Do yourself a favor, set up an m1.xlarge (or bigger) instance, put the ephemeral drives in a RAID0 and mirror across multiple machines using hot-standby, slony, londiste, or some other tool. You'll be much happier, your system will perform much better, and you'll have a failover strategy in place.
Or are you focusing on the RAID10 part - but then everywhere RAID10 is touted to be the best RAID solution (right balance between performance and safety)
The ephemeral drives are drives directly attached to the server and to the best of my knowledge are not a shared resource. Their performance characteristics are highly consistent, but if your server goes down all data on those drivers are lost.
EBS sounds nice in theory, but by going to EBS RAID you throw away most of its benefits (such as snapshotting) and take on it's worst aspects.

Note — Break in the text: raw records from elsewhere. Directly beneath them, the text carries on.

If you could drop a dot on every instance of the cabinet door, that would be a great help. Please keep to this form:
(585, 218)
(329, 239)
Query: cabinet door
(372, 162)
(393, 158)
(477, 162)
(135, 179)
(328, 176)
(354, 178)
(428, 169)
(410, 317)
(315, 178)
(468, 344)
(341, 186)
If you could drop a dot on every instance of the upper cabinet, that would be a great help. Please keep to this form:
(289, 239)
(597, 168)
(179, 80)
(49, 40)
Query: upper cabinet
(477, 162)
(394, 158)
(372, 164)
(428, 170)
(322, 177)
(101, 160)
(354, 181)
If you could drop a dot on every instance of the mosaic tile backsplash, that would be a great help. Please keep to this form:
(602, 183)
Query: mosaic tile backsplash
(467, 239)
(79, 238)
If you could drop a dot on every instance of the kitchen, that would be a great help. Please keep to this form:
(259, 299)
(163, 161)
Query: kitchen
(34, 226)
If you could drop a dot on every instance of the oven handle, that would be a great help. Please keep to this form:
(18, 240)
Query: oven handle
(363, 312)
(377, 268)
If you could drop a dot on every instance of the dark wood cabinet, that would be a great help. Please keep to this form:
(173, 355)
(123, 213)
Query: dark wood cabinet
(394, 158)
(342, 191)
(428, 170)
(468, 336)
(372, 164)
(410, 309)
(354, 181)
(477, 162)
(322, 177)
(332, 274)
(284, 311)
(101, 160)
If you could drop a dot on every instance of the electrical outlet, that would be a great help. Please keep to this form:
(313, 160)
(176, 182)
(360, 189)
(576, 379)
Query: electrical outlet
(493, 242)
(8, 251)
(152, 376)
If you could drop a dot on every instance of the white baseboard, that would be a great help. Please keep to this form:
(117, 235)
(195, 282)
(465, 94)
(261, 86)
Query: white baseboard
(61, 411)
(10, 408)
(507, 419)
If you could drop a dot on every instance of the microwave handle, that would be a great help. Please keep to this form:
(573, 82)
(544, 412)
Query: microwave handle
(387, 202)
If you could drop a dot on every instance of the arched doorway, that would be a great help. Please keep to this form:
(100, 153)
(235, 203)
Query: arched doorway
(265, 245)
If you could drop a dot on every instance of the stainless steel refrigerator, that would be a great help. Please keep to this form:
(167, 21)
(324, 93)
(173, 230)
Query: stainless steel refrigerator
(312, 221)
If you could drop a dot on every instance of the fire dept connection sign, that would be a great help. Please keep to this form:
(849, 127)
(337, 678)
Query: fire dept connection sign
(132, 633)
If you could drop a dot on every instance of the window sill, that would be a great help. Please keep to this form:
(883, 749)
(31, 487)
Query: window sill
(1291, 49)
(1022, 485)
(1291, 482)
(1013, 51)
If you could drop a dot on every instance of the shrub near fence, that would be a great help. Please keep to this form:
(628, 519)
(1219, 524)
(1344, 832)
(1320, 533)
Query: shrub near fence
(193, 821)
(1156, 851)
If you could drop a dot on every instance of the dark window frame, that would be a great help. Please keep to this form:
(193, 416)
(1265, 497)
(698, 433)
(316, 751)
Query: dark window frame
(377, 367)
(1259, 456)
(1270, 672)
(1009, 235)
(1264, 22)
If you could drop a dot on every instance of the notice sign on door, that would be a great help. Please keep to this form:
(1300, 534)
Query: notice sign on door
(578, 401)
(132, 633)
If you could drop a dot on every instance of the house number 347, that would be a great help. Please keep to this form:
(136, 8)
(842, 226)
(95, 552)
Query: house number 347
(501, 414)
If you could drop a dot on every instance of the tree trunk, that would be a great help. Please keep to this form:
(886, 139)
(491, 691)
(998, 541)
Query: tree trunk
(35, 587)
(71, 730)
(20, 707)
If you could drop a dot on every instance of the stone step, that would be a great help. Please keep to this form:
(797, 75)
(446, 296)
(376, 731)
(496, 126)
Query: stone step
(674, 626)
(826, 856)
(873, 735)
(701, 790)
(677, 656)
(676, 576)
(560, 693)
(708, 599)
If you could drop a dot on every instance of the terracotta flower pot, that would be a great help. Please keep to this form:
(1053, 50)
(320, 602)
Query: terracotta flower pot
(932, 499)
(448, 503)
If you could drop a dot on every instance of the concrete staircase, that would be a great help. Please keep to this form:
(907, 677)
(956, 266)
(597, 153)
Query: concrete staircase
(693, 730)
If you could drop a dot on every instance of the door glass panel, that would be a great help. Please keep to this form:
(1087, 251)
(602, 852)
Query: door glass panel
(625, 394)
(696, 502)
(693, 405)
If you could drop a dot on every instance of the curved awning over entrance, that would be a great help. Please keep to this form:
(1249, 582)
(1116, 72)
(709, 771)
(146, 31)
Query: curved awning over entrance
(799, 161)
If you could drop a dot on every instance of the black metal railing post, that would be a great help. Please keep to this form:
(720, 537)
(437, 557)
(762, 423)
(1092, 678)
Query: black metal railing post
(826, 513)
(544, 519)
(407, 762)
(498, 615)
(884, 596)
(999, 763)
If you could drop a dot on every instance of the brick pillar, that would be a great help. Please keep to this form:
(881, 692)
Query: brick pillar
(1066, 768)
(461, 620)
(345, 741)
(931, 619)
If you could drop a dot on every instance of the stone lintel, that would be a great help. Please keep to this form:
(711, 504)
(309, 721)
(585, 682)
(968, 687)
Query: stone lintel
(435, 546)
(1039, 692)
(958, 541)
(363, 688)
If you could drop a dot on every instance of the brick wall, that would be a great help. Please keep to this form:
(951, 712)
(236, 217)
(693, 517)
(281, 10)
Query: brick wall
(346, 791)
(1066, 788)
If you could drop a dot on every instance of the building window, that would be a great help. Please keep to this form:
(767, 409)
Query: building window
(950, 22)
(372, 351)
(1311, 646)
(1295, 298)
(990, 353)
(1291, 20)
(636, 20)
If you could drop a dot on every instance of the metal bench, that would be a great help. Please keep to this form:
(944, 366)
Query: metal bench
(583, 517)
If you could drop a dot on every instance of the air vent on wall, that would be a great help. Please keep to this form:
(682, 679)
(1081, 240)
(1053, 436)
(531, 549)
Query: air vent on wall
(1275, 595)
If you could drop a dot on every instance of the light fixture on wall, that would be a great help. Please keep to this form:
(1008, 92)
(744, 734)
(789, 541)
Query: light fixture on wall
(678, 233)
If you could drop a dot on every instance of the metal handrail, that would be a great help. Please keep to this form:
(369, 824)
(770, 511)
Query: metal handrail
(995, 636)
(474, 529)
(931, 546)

Use Wal-E to push wal logs to s3.
I enjoyed this video, even though I'm not a PostgreSQL guy, as it has a lot of good generic info. The advice about XFS and noatime was right on the money, although I don't think he strongly stated enough why you don't want to run EBS volumes over software RAID-0. In my experience this is a really bad idea, because just one of those EBS volumes getting picking up a laggy await (happens pretty frequently with volumes I've seen in the wild) will drag down the performance of the entire array. Also I'm told that the old "RAID-5 is always bad" notion is considerably more nuanced nowadays, and that many of the earlier OLTP write performance problems with RAID-5 have been largely mitigated with modern RAID controllers.
" Also I'm told that the old "RAID-5 is always bad" notion is considerably more nuanced nowadays, and that many of the earlier OLTP write performance problems with RAID-5 have been largely mitigated with modern RAID controllers."
I can think of good reasons to switch from mysql to postgres though, and I've a hard time coming up with reasons to switch from postgres to mysql (which is something else all together than choosing mysql over postgres in the first place - although even there, for serious deployments, the only real reasons I can see are in the "it's what we know" department).
Long time Postgres user so I may be a little biased ;-), but still.